Currently, you assme that the interval $a_{ij}−c_{ij} \leq a_{ij} \leq a_{ij}+c_{ij}$ 
contains an amount $\alpha$ of the uncertainty mass. This can me converted to a normal distribution by using the z-table. Basically, it consists in finding the standard deviation $\sigma$ of a normal distribution such that the following equality holds:$$\alpha = \int_{-c_{ij}}^{c_{ij}}\mathcal{N}(0, \sigma^2)$$
This change in uncertainty representation turns the problem into computing the Euclidiean distance between 2 multivariates normal distributions.
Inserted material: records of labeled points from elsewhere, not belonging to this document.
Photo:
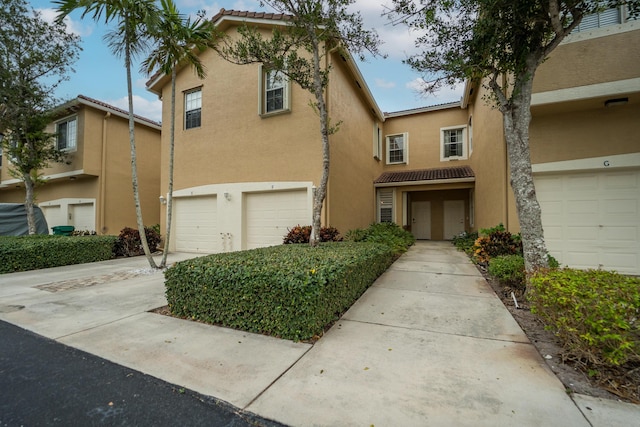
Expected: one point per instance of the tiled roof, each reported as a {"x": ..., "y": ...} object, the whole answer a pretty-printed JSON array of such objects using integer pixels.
[
  {"x": 252, "y": 15},
  {"x": 457, "y": 172},
  {"x": 116, "y": 109}
]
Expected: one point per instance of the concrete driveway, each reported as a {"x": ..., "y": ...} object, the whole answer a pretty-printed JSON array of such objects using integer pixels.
[{"x": 428, "y": 344}]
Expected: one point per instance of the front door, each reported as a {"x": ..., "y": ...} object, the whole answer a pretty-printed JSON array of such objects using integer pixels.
[
  {"x": 453, "y": 218},
  {"x": 421, "y": 220}
]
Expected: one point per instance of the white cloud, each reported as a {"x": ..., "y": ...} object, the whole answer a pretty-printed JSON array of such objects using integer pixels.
[
  {"x": 384, "y": 84},
  {"x": 398, "y": 40},
  {"x": 441, "y": 96},
  {"x": 141, "y": 106},
  {"x": 73, "y": 27}
]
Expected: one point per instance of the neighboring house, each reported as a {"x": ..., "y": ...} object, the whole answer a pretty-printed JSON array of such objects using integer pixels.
[
  {"x": 248, "y": 153},
  {"x": 92, "y": 190}
]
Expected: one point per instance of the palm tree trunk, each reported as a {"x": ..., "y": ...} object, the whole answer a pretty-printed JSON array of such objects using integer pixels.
[
  {"x": 171, "y": 156},
  {"x": 28, "y": 202},
  {"x": 134, "y": 170},
  {"x": 321, "y": 191}
]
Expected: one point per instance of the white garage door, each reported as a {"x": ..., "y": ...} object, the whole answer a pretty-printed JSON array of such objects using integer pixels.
[
  {"x": 269, "y": 216},
  {"x": 82, "y": 216},
  {"x": 54, "y": 216},
  {"x": 592, "y": 220},
  {"x": 196, "y": 222}
]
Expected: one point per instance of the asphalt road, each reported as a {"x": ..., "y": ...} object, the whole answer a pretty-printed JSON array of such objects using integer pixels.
[{"x": 45, "y": 383}]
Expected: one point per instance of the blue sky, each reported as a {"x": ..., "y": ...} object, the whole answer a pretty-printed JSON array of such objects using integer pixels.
[{"x": 100, "y": 75}]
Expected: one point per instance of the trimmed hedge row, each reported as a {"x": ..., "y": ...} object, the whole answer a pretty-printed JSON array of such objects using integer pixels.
[
  {"x": 24, "y": 253},
  {"x": 595, "y": 313},
  {"x": 288, "y": 291}
]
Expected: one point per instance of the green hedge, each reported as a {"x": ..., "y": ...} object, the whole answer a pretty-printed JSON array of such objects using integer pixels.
[
  {"x": 24, "y": 253},
  {"x": 595, "y": 313},
  {"x": 288, "y": 291}
]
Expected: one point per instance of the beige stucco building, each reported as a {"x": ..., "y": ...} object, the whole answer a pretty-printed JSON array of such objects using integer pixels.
[
  {"x": 92, "y": 190},
  {"x": 248, "y": 153}
]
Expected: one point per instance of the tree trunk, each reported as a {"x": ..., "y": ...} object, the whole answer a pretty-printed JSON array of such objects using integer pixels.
[
  {"x": 29, "y": 186},
  {"x": 321, "y": 191},
  {"x": 163, "y": 264},
  {"x": 134, "y": 170},
  {"x": 516, "y": 120}
]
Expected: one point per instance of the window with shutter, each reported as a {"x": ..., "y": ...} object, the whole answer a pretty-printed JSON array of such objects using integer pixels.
[{"x": 385, "y": 205}]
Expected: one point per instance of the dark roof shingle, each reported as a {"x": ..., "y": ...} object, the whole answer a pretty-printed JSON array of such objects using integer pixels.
[{"x": 456, "y": 172}]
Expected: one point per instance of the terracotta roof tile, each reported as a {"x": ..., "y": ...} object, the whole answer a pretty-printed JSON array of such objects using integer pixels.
[
  {"x": 248, "y": 14},
  {"x": 456, "y": 172},
  {"x": 120, "y": 110}
]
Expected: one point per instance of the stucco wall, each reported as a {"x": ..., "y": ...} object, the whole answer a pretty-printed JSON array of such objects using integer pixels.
[
  {"x": 351, "y": 201},
  {"x": 586, "y": 60}
]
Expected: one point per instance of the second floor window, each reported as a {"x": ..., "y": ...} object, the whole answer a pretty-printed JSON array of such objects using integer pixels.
[
  {"x": 274, "y": 92},
  {"x": 453, "y": 143},
  {"x": 66, "y": 132},
  {"x": 193, "y": 109},
  {"x": 397, "y": 148}
]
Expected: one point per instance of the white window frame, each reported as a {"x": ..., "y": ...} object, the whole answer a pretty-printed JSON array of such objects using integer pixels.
[
  {"x": 377, "y": 141},
  {"x": 464, "y": 142},
  {"x": 264, "y": 88},
  {"x": 405, "y": 148},
  {"x": 192, "y": 103},
  {"x": 470, "y": 132},
  {"x": 385, "y": 202},
  {"x": 71, "y": 133}
]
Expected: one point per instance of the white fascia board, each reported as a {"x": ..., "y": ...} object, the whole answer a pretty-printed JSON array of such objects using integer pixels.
[
  {"x": 119, "y": 113},
  {"x": 616, "y": 161}
]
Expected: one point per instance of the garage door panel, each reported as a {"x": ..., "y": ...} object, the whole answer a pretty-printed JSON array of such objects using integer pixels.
[
  {"x": 269, "y": 216},
  {"x": 619, "y": 234},
  {"x": 592, "y": 220},
  {"x": 196, "y": 222},
  {"x": 582, "y": 233}
]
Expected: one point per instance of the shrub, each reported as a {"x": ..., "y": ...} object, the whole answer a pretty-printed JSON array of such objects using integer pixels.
[
  {"x": 387, "y": 233},
  {"x": 130, "y": 244},
  {"x": 301, "y": 234},
  {"x": 465, "y": 241},
  {"x": 287, "y": 291},
  {"x": 497, "y": 242},
  {"x": 595, "y": 313},
  {"x": 83, "y": 233},
  {"x": 509, "y": 270},
  {"x": 24, "y": 253}
]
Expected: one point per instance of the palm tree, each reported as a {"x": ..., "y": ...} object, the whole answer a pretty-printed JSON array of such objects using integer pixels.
[
  {"x": 177, "y": 43},
  {"x": 135, "y": 20}
]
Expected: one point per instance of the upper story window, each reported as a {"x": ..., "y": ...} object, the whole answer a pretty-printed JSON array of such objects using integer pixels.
[
  {"x": 377, "y": 141},
  {"x": 274, "y": 92},
  {"x": 398, "y": 148},
  {"x": 67, "y": 131},
  {"x": 193, "y": 109},
  {"x": 453, "y": 143}
]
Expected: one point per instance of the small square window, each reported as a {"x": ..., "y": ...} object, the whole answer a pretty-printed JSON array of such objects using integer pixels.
[
  {"x": 397, "y": 148},
  {"x": 193, "y": 109},
  {"x": 66, "y": 133},
  {"x": 274, "y": 92},
  {"x": 453, "y": 143}
]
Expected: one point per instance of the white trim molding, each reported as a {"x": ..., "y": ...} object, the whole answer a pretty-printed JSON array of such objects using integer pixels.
[{"x": 616, "y": 161}]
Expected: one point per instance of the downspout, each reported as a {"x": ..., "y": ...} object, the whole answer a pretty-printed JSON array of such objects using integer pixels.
[
  {"x": 507, "y": 173},
  {"x": 103, "y": 177}
]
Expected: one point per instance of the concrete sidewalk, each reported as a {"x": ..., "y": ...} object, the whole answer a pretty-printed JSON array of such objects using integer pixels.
[{"x": 428, "y": 344}]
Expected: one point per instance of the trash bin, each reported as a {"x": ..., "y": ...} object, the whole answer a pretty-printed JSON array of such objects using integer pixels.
[{"x": 63, "y": 230}]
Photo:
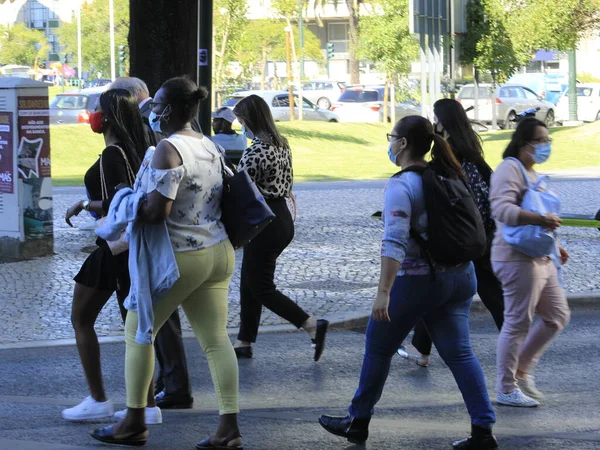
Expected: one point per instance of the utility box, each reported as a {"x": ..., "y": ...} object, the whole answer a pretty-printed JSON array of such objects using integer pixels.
[{"x": 26, "y": 223}]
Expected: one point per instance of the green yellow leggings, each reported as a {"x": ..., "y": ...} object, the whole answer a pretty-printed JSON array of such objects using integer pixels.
[{"x": 202, "y": 292}]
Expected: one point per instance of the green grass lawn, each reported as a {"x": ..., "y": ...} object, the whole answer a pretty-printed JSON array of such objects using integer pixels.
[{"x": 332, "y": 151}]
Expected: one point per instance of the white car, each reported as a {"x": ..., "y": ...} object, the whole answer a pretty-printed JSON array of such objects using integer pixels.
[
  {"x": 588, "y": 103},
  {"x": 365, "y": 104},
  {"x": 279, "y": 104},
  {"x": 323, "y": 92}
]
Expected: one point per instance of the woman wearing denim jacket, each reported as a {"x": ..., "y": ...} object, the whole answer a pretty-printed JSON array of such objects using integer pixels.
[
  {"x": 531, "y": 285},
  {"x": 408, "y": 293}
]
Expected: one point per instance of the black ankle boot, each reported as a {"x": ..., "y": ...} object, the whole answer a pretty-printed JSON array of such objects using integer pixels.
[
  {"x": 353, "y": 429},
  {"x": 480, "y": 439}
]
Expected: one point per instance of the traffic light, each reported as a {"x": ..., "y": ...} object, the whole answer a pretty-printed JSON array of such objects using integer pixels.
[
  {"x": 330, "y": 48},
  {"x": 122, "y": 53}
]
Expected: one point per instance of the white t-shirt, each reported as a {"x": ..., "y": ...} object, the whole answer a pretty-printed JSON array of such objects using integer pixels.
[{"x": 196, "y": 188}]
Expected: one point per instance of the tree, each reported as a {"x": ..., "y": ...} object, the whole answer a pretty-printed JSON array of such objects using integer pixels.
[
  {"x": 21, "y": 45},
  {"x": 228, "y": 19},
  {"x": 488, "y": 45},
  {"x": 163, "y": 40},
  {"x": 264, "y": 40},
  {"x": 95, "y": 42}
]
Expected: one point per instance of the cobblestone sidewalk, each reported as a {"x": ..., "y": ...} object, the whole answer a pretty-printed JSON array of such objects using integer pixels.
[{"x": 331, "y": 267}]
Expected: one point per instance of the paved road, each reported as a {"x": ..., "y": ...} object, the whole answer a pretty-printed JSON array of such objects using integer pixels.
[
  {"x": 283, "y": 392},
  {"x": 331, "y": 268}
]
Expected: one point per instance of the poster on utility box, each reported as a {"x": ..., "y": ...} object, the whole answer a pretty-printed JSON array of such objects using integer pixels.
[{"x": 33, "y": 154}]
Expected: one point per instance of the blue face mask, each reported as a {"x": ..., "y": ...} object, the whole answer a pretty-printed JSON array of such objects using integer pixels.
[
  {"x": 249, "y": 134},
  {"x": 391, "y": 154},
  {"x": 542, "y": 152},
  {"x": 154, "y": 120}
]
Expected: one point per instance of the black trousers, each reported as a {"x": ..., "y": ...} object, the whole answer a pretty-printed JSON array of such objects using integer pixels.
[
  {"x": 490, "y": 292},
  {"x": 173, "y": 375},
  {"x": 257, "y": 284}
]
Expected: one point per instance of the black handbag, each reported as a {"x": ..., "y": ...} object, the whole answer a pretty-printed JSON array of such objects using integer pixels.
[{"x": 244, "y": 211}]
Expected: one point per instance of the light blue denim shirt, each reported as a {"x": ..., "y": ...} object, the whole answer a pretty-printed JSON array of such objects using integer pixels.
[{"x": 404, "y": 208}]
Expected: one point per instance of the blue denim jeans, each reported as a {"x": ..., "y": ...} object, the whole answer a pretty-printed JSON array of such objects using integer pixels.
[{"x": 443, "y": 304}]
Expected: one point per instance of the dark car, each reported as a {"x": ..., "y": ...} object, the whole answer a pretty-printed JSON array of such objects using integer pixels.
[{"x": 74, "y": 106}]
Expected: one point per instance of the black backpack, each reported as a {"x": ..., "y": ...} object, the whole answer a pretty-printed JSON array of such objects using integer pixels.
[{"x": 455, "y": 230}]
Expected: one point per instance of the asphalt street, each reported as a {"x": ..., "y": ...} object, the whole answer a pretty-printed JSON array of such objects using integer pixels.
[{"x": 282, "y": 393}]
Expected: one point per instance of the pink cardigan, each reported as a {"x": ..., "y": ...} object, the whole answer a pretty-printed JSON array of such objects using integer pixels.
[{"x": 507, "y": 188}]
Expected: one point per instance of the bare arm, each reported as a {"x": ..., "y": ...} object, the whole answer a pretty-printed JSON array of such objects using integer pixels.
[{"x": 157, "y": 207}]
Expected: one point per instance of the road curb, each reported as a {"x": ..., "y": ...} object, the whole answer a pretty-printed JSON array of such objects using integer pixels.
[{"x": 337, "y": 322}]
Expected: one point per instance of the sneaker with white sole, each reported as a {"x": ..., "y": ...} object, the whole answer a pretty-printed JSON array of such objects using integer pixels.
[
  {"x": 153, "y": 415},
  {"x": 516, "y": 398},
  {"x": 528, "y": 387},
  {"x": 89, "y": 409}
]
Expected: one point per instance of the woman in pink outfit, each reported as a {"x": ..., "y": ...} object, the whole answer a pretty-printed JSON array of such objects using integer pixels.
[{"x": 531, "y": 285}]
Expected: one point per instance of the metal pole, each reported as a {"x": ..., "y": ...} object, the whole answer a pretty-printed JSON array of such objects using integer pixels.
[
  {"x": 79, "y": 42},
  {"x": 288, "y": 52},
  {"x": 572, "y": 86},
  {"x": 205, "y": 38},
  {"x": 111, "y": 19}
]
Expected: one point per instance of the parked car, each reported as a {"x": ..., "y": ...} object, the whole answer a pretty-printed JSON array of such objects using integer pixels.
[
  {"x": 588, "y": 103},
  {"x": 279, "y": 104},
  {"x": 99, "y": 82},
  {"x": 511, "y": 100},
  {"x": 74, "y": 106},
  {"x": 549, "y": 86},
  {"x": 323, "y": 93},
  {"x": 365, "y": 104}
]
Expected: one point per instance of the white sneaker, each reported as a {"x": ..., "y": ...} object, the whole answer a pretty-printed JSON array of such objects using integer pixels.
[
  {"x": 527, "y": 386},
  {"x": 516, "y": 398},
  {"x": 89, "y": 409},
  {"x": 153, "y": 415}
]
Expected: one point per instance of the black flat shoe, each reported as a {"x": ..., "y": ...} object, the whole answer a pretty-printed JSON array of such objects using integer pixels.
[
  {"x": 224, "y": 445},
  {"x": 243, "y": 352},
  {"x": 135, "y": 439},
  {"x": 174, "y": 401},
  {"x": 319, "y": 340},
  {"x": 355, "y": 430},
  {"x": 480, "y": 439}
]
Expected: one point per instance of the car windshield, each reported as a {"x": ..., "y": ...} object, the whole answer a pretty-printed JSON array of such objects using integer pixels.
[
  {"x": 69, "y": 102},
  {"x": 232, "y": 101},
  {"x": 468, "y": 92},
  {"x": 359, "y": 96}
]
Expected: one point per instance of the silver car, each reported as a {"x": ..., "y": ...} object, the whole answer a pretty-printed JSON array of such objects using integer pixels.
[
  {"x": 510, "y": 101},
  {"x": 365, "y": 104},
  {"x": 74, "y": 106},
  {"x": 279, "y": 104},
  {"x": 323, "y": 92}
]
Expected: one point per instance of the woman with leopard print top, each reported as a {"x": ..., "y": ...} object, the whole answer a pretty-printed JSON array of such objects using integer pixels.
[{"x": 268, "y": 161}]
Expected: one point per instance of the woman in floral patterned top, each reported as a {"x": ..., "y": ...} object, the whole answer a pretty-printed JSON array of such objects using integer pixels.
[
  {"x": 184, "y": 189},
  {"x": 452, "y": 123}
]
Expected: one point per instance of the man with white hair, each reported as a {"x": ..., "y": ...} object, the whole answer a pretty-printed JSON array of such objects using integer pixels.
[{"x": 172, "y": 388}]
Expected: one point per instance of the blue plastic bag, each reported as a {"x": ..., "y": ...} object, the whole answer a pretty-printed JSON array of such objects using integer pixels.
[{"x": 534, "y": 240}]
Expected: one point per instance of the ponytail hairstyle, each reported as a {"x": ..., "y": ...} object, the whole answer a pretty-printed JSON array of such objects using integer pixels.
[
  {"x": 419, "y": 134},
  {"x": 524, "y": 133},
  {"x": 184, "y": 96}
]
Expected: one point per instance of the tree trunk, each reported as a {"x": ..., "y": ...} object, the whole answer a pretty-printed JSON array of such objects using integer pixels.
[
  {"x": 163, "y": 40},
  {"x": 353, "y": 8}
]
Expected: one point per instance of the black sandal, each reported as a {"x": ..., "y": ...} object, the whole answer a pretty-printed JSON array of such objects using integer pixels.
[
  {"x": 135, "y": 439},
  {"x": 223, "y": 445}
]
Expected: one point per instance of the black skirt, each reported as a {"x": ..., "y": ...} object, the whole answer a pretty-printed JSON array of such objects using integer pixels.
[{"x": 104, "y": 271}]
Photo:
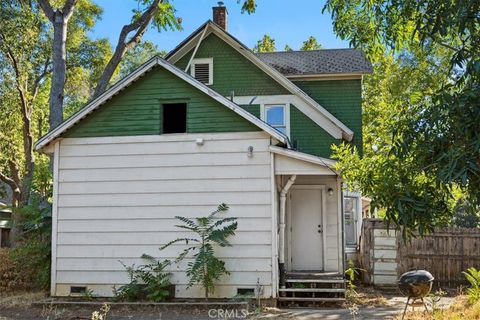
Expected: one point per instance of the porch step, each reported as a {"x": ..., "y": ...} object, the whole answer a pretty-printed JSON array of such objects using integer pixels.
[
  {"x": 315, "y": 280},
  {"x": 330, "y": 290},
  {"x": 309, "y": 299},
  {"x": 309, "y": 289}
]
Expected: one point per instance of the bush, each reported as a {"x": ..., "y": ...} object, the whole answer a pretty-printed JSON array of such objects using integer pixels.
[
  {"x": 32, "y": 259},
  {"x": 10, "y": 278},
  {"x": 473, "y": 277},
  {"x": 147, "y": 282}
]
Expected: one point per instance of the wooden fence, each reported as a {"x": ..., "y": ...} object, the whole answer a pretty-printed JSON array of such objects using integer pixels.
[{"x": 445, "y": 254}]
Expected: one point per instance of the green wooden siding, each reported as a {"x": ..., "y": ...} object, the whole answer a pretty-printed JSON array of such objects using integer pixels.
[
  {"x": 307, "y": 136},
  {"x": 232, "y": 71},
  {"x": 342, "y": 98},
  {"x": 137, "y": 110},
  {"x": 253, "y": 109}
]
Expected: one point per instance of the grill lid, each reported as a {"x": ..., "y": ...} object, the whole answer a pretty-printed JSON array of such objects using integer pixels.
[{"x": 416, "y": 276}]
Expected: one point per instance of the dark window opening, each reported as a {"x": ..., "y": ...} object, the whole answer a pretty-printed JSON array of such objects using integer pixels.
[{"x": 175, "y": 118}]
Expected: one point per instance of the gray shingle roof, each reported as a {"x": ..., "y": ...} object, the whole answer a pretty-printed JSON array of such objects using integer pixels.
[{"x": 327, "y": 61}]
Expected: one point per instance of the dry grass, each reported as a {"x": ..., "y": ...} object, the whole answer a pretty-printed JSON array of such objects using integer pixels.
[
  {"x": 460, "y": 310},
  {"x": 366, "y": 297},
  {"x": 20, "y": 299}
]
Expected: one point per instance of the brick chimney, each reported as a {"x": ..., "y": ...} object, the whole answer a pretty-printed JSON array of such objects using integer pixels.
[{"x": 220, "y": 15}]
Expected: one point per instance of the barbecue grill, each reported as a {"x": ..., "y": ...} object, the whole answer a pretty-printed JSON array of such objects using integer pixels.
[{"x": 415, "y": 285}]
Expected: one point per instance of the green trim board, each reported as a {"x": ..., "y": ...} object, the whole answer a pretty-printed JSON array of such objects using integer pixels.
[
  {"x": 342, "y": 98},
  {"x": 137, "y": 110},
  {"x": 232, "y": 71}
]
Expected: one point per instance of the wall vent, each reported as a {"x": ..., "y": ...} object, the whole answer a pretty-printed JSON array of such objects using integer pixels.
[{"x": 77, "y": 290}]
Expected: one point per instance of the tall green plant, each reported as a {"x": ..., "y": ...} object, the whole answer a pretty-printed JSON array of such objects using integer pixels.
[{"x": 205, "y": 268}]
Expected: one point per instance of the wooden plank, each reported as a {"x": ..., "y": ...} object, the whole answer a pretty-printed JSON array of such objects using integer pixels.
[
  {"x": 168, "y": 186},
  {"x": 132, "y": 251},
  {"x": 165, "y": 160},
  {"x": 153, "y": 238},
  {"x": 132, "y": 200},
  {"x": 115, "y": 264},
  {"x": 330, "y": 290},
  {"x": 178, "y": 277},
  {"x": 152, "y": 225},
  {"x": 160, "y": 212}
]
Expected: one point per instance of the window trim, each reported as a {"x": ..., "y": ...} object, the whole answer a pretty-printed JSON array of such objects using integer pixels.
[
  {"x": 263, "y": 114},
  {"x": 357, "y": 219},
  {"x": 208, "y": 61}
]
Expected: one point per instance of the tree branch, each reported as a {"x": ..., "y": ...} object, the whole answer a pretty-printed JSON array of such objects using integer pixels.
[
  {"x": 47, "y": 10},
  {"x": 68, "y": 9},
  {"x": 40, "y": 77},
  {"x": 8, "y": 181},
  {"x": 123, "y": 45}
]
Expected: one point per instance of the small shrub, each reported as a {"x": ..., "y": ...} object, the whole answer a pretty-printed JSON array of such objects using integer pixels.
[
  {"x": 206, "y": 268},
  {"x": 473, "y": 277},
  {"x": 32, "y": 259},
  {"x": 102, "y": 313},
  {"x": 10, "y": 278},
  {"x": 147, "y": 282}
]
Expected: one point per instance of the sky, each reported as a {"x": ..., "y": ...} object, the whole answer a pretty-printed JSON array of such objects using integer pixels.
[{"x": 288, "y": 22}]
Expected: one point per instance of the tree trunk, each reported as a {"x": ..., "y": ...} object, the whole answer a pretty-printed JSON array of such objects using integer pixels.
[
  {"x": 59, "y": 69},
  {"x": 123, "y": 45}
]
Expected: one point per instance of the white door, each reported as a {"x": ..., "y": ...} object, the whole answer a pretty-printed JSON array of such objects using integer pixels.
[{"x": 306, "y": 229}]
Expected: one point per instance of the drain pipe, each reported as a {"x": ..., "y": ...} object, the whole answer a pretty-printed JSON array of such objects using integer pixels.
[{"x": 281, "y": 254}]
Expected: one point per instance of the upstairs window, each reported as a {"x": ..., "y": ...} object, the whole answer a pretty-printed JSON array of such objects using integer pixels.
[
  {"x": 175, "y": 118},
  {"x": 202, "y": 70},
  {"x": 276, "y": 116}
]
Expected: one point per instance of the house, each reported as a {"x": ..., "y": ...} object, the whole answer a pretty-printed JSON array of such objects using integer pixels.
[{"x": 211, "y": 123}]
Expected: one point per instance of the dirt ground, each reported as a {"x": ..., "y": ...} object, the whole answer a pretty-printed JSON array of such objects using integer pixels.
[{"x": 368, "y": 305}]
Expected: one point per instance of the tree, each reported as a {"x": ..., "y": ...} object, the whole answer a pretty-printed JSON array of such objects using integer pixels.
[
  {"x": 266, "y": 44},
  {"x": 398, "y": 82},
  {"x": 439, "y": 141},
  {"x": 25, "y": 79},
  {"x": 310, "y": 44},
  {"x": 137, "y": 56},
  {"x": 158, "y": 13}
]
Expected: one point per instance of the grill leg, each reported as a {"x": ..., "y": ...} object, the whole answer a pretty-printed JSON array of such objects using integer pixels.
[
  {"x": 405, "y": 310},
  {"x": 425, "y": 305}
]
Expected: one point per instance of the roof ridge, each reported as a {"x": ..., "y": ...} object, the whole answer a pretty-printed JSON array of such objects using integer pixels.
[{"x": 320, "y": 50}]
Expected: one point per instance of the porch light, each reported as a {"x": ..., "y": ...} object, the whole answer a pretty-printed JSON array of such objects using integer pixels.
[{"x": 330, "y": 191}]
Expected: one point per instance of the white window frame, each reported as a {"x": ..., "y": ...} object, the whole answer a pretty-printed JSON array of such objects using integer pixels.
[
  {"x": 286, "y": 114},
  {"x": 208, "y": 61},
  {"x": 357, "y": 219}
]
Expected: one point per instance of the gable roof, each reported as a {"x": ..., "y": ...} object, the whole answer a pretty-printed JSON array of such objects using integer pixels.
[
  {"x": 138, "y": 73},
  {"x": 318, "y": 62},
  {"x": 308, "y": 105}
]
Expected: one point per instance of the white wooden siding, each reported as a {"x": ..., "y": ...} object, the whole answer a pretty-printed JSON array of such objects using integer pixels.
[{"x": 118, "y": 196}]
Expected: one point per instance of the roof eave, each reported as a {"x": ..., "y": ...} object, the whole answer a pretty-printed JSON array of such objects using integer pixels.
[{"x": 119, "y": 86}]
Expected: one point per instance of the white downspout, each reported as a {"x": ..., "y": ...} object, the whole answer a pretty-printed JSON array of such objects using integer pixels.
[{"x": 281, "y": 240}]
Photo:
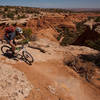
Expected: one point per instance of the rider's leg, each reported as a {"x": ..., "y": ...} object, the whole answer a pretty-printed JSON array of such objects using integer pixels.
[{"x": 12, "y": 45}]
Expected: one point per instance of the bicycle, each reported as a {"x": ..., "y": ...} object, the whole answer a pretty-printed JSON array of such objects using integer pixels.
[{"x": 21, "y": 53}]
Kettani and Ostrouchov (2005) computed the distribution over the distance resulting from this operation under various hypothesis regarding 2 multivariate normal random variables. 
Kettani, H., & Ostrouchov, G. (2005). On the distribution of the distance between two multivariate normally distributed points. Department of Computer Science and Information Systems Engineering, Fort Hays State University, Fort Hays (KS).
A: A similar problem has been framed in M. Kumar, N. R. Patel, and J. Woo, “Clustering seasonality patterns in the presence of errors,” KDD '02: Proceedings of the eighth ACM SIGKDD international conference on Knowledge discovery and data mining. 
From the Abstract:

[...] We present a new distance function that is based on the distribution of errors in data. Using a Gaussian model for errors, the distance function follows a Chi-Square distribution and is easy to compute. [...] The distance function is scale-invariant so that clustering results are independent of units of measuring data. In the special case when the error distribution is the same for each attribute of data points, the rank order of pairwise distances is the same for our distance function and the Euclidean distance function.